No entanto, a Sea Shepherd, afirmou nesta quarta-feira (11) que a empresa de Loftsson foi, de fato, a responsável pela morte da baleia na cidade de Hvalfjordur, no oeste da Islândia. Voluntários que monitoravam o local fotografaram a tripulação de um dos navios da empresa examinando a enorme carcaça.

Loftsson afirmou que o animal em questão era uma baleia-comum ou uma espécie híbrida, não protegida pela lei islandesa, e que a diferença entre as espécies é “fácil de ver”.

Porém especialistas em conservação discordam da afirmação. O pesquisador e professor de biologia na Universidade do Havaí, Adam A. Pack, disse que as fotos parecem mostrar uma baleia-azul. Ele pontuou as semelhanças entre as barbatanas dorsais e peitorais, além do tamanho do animal.

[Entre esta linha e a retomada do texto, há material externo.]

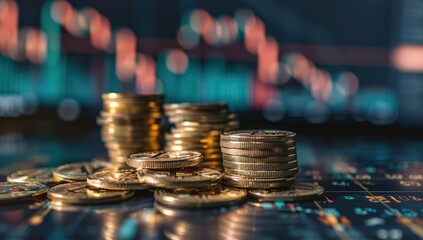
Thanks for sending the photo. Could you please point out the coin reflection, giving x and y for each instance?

Pack também notou a falta de um lábio branco, característico das baleias-comuns, e a mancha na lateral da baleia, um identificador que funciona como impressões digitais, como evidências adicionais de que o animal em questão era provavelmente uma baleia-azul.

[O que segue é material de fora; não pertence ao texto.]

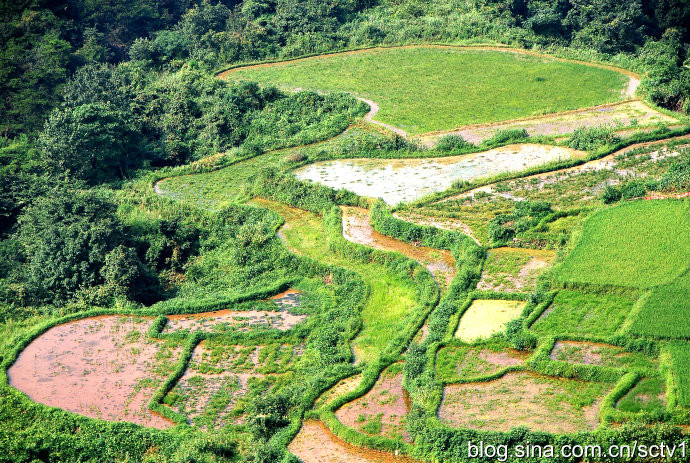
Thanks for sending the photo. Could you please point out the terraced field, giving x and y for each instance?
(513, 295)
(417, 91)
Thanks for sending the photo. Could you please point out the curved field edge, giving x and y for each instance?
(65, 319)
(387, 106)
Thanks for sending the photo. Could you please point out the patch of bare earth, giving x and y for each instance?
(241, 320)
(316, 444)
(520, 399)
(386, 403)
(514, 269)
(358, 229)
(474, 363)
(221, 376)
(342, 387)
(539, 181)
(102, 367)
(633, 114)
(590, 353)
(438, 222)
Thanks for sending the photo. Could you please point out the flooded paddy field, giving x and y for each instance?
(101, 367)
(524, 399)
(404, 180)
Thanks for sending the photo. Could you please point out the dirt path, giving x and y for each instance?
(316, 444)
(369, 117)
(597, 164)
(437, 222)
(357, 228)
(99, 367)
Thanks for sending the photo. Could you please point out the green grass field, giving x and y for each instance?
(423, 89)
(583, 314)
(638, 244)
(680, 361)
(665, 312)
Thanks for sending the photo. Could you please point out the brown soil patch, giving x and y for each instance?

Autoridades islandesas realizarão testes genéticos para determinar a real espécie da baleia, porém poderá levar meses até que fiquem prontos.

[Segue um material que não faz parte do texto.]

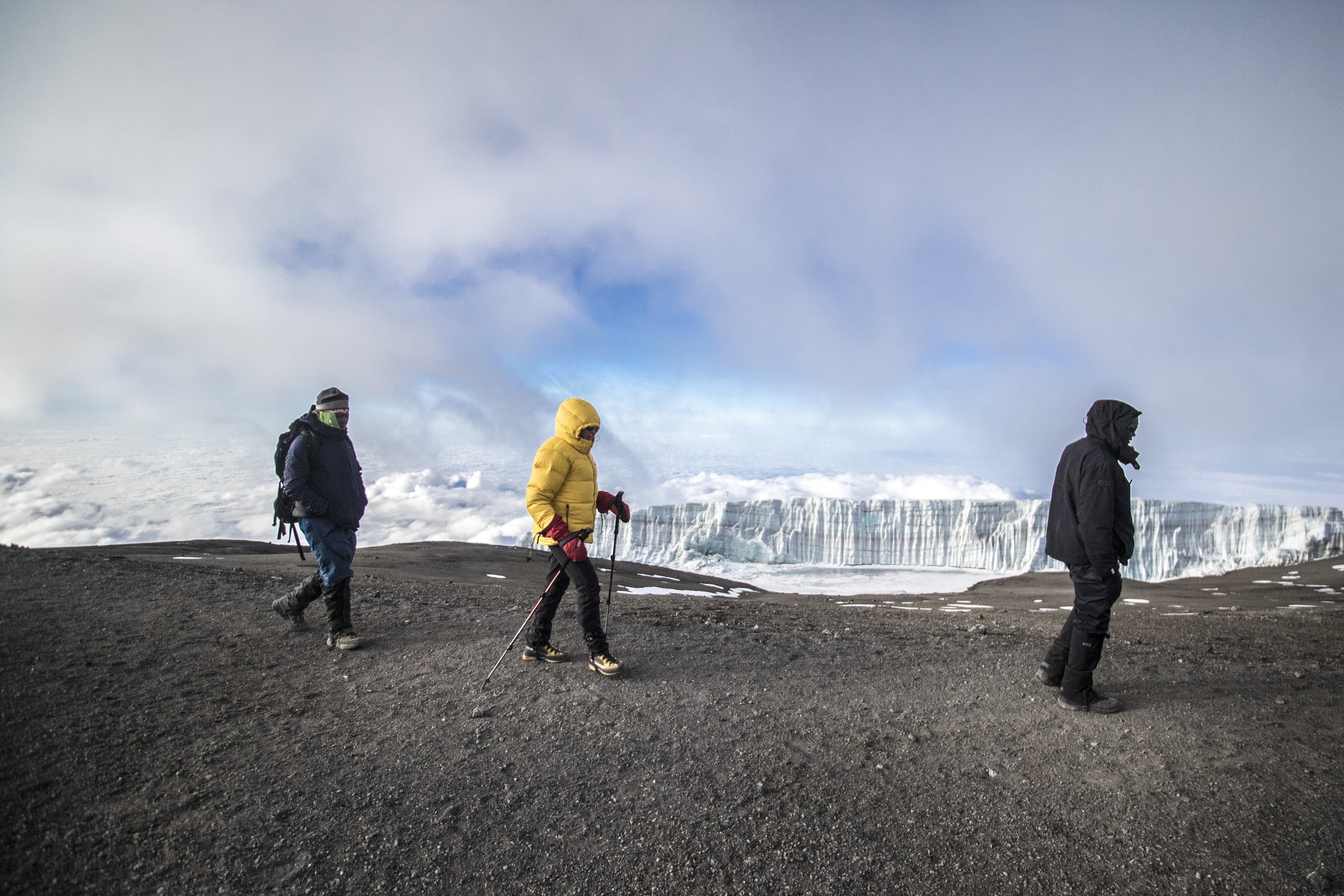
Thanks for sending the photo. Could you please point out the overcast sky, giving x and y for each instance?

Em uma declaração, o governo disse que “a questão está sendo levada a sério pelo governo, e as autoridades estão investigando a questão”.  Também afirmou que a informação inicial “sugere que o animal capturado provavelmente não fosse uma baleia-azul, mas sim um híbrido de uma baleia comum e uma baleia-azul”.

Chegando a 30 metros de comprimento e pesando até 200 toneladas, as baleias-azuis têm sido protegidas mundialmente pela Comissão Baleeira Internacional (IWC) desde a década de 1960, quando a espécie foi extremamente explorada.

Segundo a ONG World Wildlife Fund (WWF), as baleias azuis foram quase exterminadas pelas frotas baleeiras antes da criação de regulamentos. Aproximadamente 360.000 baleias azuis foram mortas no século 20 somente nas águas antárticas antes que a IWC efetivamente proibisse a pesca comercial em 1986.

A Islândia continua regularmente a caçar nos seus próprios termos, apesar de ser membro da IWC. A caça às baleias azuis, no entanto, é ilegal.

“É importante notar que as baleias azuis são protegidas pela lei islandesa, com a captura proibida”, disse Stefán Ásmundsson, comissário da Islândia à IWC, em um comunicado. “A Islândia sempre enfatizou a necessidade de conservação cuidadosa dos recursos marinhos e foi um dos primeiros países do mundo a adotar uma abordagem contrária à caça de baleias”.

A Islândia vende quase toda a sua carne de baleia para o Japão, um dos poucos países que rejeitam o acordo internacional para proteger as baleias. Porém, caso seja comprovado que o animal é uma baleia-azul, então a carne não poderá ser comercializada.

As regulamentações podem ter evitado a extinção das baleias-azuis, porém elas ainda estão longe da recuperação, com uma população mundial estimada de 10.000 a 25.000 animais. Antes do início da caça comercial no século 20, a população de baleias azuis era estimada em 200 mil.

Nota da Redação: Além de continuarem caçando e assassinando animais marinhos livres, empresas baleeiras como a Hvalur Hf, também matam animais protegidos internacionalmente. Isso configura uma atividade criminosa e aponta para a urgência do banimento desse comércio sanguinário de uma vez por todas.